ExecStartPost for Verification
ExecStartPost= runs after ExecStart has been started (for simple) or after the parent has exited (for forking):
ExecStart=/usr/local/bin/myapp
ExecStartPost=/usr/bin/curl -sf http://localhost:8080/health
This verifies the application is actually responding after startup.
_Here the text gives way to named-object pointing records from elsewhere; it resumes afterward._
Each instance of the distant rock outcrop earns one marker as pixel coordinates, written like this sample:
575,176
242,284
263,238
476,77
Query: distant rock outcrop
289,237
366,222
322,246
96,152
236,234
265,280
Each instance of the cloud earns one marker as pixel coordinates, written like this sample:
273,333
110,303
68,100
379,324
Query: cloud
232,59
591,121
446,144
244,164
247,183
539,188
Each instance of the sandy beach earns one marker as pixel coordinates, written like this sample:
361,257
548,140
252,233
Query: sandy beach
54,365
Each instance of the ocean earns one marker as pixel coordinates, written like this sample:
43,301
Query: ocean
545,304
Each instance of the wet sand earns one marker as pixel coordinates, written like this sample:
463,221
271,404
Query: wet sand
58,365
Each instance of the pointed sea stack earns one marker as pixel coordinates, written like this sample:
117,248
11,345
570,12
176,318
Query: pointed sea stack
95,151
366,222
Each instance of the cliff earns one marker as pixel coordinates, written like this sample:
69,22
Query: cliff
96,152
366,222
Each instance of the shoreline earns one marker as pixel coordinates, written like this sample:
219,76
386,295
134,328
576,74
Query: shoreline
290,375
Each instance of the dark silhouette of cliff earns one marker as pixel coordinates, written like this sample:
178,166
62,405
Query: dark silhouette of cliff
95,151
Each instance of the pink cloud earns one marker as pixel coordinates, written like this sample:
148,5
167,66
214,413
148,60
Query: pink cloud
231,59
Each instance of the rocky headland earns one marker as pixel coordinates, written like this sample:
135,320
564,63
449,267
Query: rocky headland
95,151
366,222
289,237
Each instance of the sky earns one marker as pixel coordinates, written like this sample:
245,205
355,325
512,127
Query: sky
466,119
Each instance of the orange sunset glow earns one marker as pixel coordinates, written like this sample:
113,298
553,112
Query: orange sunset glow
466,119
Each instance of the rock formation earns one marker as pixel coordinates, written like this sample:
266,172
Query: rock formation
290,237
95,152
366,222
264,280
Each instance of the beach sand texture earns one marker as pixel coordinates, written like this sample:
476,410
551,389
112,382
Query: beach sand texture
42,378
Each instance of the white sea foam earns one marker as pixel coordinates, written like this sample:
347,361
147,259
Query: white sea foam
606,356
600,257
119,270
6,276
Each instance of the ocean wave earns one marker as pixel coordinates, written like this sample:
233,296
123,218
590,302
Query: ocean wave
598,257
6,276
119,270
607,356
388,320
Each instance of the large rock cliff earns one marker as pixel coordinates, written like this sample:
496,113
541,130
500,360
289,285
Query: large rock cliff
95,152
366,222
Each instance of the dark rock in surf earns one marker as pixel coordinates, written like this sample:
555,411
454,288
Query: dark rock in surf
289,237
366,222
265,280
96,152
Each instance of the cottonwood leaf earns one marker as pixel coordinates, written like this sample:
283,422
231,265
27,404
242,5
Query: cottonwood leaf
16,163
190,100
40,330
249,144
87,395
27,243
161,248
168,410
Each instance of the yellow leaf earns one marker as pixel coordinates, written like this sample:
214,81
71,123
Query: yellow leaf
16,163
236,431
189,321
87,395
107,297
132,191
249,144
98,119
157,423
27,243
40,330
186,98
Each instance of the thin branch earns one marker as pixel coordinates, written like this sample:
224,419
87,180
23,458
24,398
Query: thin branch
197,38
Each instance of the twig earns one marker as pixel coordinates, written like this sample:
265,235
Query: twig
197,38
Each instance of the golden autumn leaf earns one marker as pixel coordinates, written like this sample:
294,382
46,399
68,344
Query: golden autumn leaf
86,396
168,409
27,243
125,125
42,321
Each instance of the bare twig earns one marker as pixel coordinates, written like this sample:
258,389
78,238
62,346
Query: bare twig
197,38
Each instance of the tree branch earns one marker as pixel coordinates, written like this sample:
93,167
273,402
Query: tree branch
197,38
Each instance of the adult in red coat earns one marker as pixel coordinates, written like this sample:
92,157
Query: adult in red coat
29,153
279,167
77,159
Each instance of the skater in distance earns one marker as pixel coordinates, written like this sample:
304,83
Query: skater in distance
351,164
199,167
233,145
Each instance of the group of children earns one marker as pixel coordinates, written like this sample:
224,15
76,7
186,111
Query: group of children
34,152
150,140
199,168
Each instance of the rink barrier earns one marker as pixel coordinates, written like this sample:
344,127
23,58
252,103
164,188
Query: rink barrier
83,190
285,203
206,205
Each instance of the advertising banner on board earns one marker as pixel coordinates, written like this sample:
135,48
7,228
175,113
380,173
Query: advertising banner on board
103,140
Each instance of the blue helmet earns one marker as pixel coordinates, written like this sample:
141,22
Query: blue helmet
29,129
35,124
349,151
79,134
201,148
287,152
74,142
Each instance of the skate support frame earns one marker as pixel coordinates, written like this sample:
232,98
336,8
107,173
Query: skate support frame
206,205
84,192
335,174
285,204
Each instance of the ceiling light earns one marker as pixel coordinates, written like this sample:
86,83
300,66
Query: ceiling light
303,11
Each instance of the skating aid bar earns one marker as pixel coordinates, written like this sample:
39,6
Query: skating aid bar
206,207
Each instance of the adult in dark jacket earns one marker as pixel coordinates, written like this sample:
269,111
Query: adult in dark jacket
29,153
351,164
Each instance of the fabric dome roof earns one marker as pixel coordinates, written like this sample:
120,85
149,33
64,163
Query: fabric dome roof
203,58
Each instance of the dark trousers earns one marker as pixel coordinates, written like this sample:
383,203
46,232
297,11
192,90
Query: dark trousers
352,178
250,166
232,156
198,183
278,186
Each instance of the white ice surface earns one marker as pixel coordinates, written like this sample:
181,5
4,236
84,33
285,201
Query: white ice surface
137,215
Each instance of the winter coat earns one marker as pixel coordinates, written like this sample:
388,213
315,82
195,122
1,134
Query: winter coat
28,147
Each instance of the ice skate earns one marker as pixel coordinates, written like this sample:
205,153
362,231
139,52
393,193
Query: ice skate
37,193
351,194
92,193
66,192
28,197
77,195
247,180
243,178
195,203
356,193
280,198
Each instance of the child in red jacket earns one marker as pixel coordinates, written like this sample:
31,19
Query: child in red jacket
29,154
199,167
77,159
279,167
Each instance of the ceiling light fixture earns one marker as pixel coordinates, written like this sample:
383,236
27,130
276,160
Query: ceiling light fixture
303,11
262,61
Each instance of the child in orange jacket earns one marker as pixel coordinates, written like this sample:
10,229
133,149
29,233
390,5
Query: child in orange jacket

ExecStop and Graceful Shutdown
By default, systemd sends SIGTERM to the main process. Custom ExecStop replaces this:
# Send SIGQUIT for graceful shutdown
ExecStop=/bin/kill -s QUIT $MAINPID
# Use the application's own shutdown command
ExecStop=/usr/local/bin/myapp shutdown --graceful
ExecStopPost for Cleanup
ExecStopPost= always runs after the service stops, even on failure:
ExecStopPost=/usr/bin/rm -f /run/myapp/socket
ExecStopPost=-/usr/bin/docker rm mycontainer
This is the right place for cleanup that must happen regardless of how the service stopped.
ExecReload for Live Configuration
# Signal-based reload (Nginx, HAProxy)
ExecReload=/bin/kill -s HUP $MAINPID
# Command-based reload
ExecReload=/usr/local/bin/myapp reload-config
# Multi-step reload
ExecReload=/usr/sbin/nginx -t -q
ExecReload=/bin/kill -s HUP $MAINPID
Special Variables
| Variable | Value |
|---|---|
$MAINPID |
PID of the main service process |
$SERVICE_RESULT |
Exit result (in ExecStopPost) |
$EXIT_CODE |
Exit code (in ExecStopPost) |
$EXIT_STATUS |
Exit status number (in ExecStopPost) |
Use Case
Building complex service lifecycle management with pre-start validation, post-start health checks, graceful shutdown procedures, and post-stop cleanup for production services.